Another man approached Freidal, his troop sergeant. "Lord, another has died," the man reported.
Freidal stifled a curse. The sergeant nodded, understanding Freidal's expression, even if he did not voice the words he'd have liked.
"We will be able to travel at first light. There is another man who will die during the night. The rest will be able to ride, tomorrow," the sergeant continued.
The sergeant's job, Freidal knew, was to tell him facts; it was stupid to be angry with the messenger or the message. He tried to focus his anger on his enemies, the men who'd done this to them!
"We will rouse in time to be able to move as soon as it is light," Freidal said, even though his bones screamed with weariness.
"My Lord, I will see to it," the sergeant told him, bobbed his head and vanished into the darkness. Like all of them, trying to ignore the rain.
As if to show Freidal how helpless he was, the rain stopped.
From somewhere Tiki procured a dry blanket that Freidal could wrap around himself; the night breeze over wet clothes was chilling. He lay looking up at the stars, the cold, hard points of light hid the eyes of the Gods who watched as men struggled and died this day. Were they laughing at Freidal? At all of them? There was no way to tell, not really. You just had to do your best.
And if your best was getting a dozen and a half men slaughtered? Freidal shied away from the thought.
He didn't really sleep during the night, dozing and waking at every movement in the camp. In spite of the defeat and the palpable gloom that had fallen over them, the troop sergeant had guards out, walking their posts. Freidal didn't envy them their rounds. Nor did he want to know what they were thinking.
They'd had two Mexicotal scouts, who'd reported that they could smell smoke ahead. He'd thought nothing of the fact that both scouts had returned to report; they'd been doing that all along. It was something he'd never permit again! They'd waited until the column had come up to report, instead of running back with the word. Another thing he'd never permit again!
And so, when they'd started off, the scouts were scarcely a dozen yards in front of him, when the first shot killed Lemeus, his second in command, riding at his side. Another shot had shorn a plume from Freidal's helmet and a second later his banner man had died.
Single shots, he'd thought. Marksmen, so he'd thought. He'd almost crowed in glee, that so many of his enemy had emptied their weapons! He'd given the order to charge and then the Hostigi had hit them with two solid volleys. First rank and second rank. How many times had he practiced that maneuver?

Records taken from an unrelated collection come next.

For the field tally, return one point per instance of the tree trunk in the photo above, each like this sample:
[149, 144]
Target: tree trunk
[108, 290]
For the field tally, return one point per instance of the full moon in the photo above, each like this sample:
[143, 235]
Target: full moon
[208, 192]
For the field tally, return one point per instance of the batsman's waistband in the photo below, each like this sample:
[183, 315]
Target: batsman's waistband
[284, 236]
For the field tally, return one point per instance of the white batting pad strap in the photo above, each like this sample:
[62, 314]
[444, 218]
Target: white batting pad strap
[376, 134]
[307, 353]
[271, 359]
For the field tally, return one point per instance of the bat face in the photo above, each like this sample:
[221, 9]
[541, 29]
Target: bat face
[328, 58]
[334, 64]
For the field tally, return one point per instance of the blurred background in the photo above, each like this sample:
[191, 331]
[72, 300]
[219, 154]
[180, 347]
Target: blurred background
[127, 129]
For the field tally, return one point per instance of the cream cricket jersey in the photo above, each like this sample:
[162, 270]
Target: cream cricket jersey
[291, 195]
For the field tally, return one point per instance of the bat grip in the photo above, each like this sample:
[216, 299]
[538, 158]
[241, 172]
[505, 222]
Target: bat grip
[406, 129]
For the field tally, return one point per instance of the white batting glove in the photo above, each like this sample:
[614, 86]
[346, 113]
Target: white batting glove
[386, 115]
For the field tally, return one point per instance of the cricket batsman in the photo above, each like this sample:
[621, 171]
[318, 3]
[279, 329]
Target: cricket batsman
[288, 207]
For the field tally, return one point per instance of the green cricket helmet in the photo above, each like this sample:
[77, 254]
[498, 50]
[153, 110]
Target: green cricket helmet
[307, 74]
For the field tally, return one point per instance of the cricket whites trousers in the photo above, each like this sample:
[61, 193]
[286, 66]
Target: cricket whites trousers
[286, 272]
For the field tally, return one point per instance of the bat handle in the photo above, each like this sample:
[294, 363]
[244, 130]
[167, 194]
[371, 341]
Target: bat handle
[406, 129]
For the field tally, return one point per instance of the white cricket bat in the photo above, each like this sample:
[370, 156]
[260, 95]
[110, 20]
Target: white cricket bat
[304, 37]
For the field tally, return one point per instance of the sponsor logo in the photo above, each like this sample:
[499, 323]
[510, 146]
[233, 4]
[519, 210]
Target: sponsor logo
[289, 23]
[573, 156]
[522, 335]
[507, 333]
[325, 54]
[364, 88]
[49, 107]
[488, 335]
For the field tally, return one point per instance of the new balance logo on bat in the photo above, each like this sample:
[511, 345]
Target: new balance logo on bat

Ten thousand times, surely!
When they rode into the main camp late the next afternoon, Freidal knew every man in the camp was looking at the officer who led the long string of horses with the bodies of his men draped over their saddles like so many sacks of grain. Freidal just grit his teeth and stopped in front of Count Xitki Quillan.
Freidal dismounted lightly and saluted, hand on his heart. "My Lord, I have failed."
"Well, you returned, which saves me no end of trouble," the count told him. "Come inside the headquarters and make your report."
The count turned to his aide. "See to Captain Freidal's men, Captain Okestreus." The other bobbed his head, while Freidal followed Count Quillan inside the headquarters.
It had seemed frivolous when Freidal had first heard of it. With the first wagons into the main camp was the knocked down headquarters building for the count. It wasn't much, about twenty feet on a side and two stories, a plain wooden frame covered with planks. Already Mexicotal laborers were working to build stonework to cover the plank walls, but the frame would remain.
More importantly, Count Quillan had a place to hang maps, to meet with his officers, out of the elements. After yesterday's rain, Freidal thought that was a greater luxury than he'd imagined.
Freidal reported to his father's oldest friend in detail, including the things he'd done wrong.
Count Quillan, as usual, didn't see things the way Freidal had. "You retreated in good order?"